Evaluation of 3D-printed Pattern Material for Heat-hardened Inorganic Moulds

Abstract

Inorganic binders for sand moulding are currently of high interest due to the need to lessen our environmental impact and emissions. In this study, a heat hardened solid inorganic sodium silicate binder was tested with a 3D printed resin material to see how the use of such a material affected a silica mould’s quality, e.g. surface roughness. Results were compared to moulds made with metallic patterns. The unmodified binder had sticking issues when used with a metallic pattern, resulting in a rough as-moulded surface. Such issues were not seen with the printed resin patterns, also hinting at good performance with binders that contain performance increasing additives.
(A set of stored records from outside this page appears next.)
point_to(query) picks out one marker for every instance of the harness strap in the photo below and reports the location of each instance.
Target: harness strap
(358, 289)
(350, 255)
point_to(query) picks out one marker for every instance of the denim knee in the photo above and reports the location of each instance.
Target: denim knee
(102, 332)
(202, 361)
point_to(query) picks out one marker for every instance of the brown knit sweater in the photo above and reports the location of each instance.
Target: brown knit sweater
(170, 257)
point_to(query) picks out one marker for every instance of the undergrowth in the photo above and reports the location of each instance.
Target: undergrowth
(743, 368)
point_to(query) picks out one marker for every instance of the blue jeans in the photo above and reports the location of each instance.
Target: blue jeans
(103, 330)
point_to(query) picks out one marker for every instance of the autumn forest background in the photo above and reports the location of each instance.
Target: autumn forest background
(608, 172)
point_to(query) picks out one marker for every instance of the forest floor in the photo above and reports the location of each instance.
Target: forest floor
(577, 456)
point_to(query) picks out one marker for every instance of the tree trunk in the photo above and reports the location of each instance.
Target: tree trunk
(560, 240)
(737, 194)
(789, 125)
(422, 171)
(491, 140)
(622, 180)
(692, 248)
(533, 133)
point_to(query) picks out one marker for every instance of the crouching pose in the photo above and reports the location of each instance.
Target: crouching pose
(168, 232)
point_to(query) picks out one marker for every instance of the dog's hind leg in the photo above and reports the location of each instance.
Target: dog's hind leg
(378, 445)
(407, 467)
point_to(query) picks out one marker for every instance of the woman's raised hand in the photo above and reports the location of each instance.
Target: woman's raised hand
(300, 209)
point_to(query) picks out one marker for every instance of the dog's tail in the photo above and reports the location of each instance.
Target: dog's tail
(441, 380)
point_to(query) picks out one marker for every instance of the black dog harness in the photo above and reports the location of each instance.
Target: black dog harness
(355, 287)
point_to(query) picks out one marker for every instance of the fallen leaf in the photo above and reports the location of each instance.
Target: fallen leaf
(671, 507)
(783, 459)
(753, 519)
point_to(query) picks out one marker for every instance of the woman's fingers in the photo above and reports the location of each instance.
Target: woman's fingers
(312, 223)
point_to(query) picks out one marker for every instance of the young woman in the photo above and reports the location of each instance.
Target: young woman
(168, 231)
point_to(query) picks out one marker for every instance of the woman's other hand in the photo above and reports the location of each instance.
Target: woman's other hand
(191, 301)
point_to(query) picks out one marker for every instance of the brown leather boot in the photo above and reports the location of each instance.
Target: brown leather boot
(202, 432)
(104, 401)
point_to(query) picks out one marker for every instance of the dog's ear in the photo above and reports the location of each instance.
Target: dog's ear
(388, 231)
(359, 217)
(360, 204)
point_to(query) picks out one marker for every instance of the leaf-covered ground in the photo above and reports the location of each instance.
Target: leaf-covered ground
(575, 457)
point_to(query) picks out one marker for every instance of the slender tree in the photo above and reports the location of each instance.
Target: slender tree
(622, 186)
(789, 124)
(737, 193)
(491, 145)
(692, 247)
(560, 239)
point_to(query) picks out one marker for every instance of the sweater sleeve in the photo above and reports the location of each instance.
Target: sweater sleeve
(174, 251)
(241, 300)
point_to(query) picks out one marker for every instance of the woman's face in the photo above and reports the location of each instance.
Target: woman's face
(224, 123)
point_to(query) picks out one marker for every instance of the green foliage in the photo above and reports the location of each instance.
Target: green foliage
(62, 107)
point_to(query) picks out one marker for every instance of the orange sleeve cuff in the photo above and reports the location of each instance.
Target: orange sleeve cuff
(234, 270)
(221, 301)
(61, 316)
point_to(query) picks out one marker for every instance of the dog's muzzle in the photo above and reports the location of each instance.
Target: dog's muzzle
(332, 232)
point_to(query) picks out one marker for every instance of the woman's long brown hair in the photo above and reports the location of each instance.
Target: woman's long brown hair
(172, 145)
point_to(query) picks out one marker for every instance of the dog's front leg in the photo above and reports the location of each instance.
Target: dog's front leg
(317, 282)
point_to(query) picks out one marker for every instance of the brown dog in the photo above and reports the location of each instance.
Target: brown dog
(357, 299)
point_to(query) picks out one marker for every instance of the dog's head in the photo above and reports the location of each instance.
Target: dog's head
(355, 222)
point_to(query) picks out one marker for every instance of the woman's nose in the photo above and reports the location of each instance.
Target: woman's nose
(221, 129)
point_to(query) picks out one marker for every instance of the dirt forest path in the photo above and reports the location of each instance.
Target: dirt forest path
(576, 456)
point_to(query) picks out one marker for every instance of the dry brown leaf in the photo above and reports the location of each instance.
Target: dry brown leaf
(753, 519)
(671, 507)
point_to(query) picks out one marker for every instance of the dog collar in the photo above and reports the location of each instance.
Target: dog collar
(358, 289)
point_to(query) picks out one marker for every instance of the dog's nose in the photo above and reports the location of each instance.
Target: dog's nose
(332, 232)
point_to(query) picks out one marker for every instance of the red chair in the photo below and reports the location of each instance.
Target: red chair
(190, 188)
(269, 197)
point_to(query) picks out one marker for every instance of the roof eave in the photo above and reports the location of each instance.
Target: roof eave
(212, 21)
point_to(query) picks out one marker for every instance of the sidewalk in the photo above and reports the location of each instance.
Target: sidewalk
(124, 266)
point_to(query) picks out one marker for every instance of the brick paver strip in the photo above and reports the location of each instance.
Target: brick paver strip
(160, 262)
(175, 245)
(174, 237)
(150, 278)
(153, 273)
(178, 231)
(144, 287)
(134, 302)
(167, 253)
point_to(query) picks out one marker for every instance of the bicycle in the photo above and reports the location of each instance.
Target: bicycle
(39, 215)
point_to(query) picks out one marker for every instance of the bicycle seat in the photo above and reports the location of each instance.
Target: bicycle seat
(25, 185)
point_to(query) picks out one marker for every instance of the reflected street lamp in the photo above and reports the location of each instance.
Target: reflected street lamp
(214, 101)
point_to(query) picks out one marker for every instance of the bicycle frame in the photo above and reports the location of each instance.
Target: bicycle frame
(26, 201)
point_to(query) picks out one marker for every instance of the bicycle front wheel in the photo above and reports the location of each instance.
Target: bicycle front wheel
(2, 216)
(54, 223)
The resin pattern material has a Heat Deflection Temperature (HDT) of 230°C, enabling the use of inorganic binders that require temperatures between 160–200°C to harden and dry. Additive manufacturing of such materials also allows designs for other hardening techniques than furnace heating, such as microwave heating. The moulds hardened with microwaves did not exhibit sticking issues. Additive manufacturing of tooling is a potential source of geometrical variation in final castings and are also studied in this work. In general, switching from traditional sand moulding patterns used with organic binder systems to inorganic systems, the patterns and core boxes need to be replaced by new ones made of a metallic or other heat resistant material. The studied material is a promising option for such a switch, especially when a complex shape enabled by additive manufacturing is also required.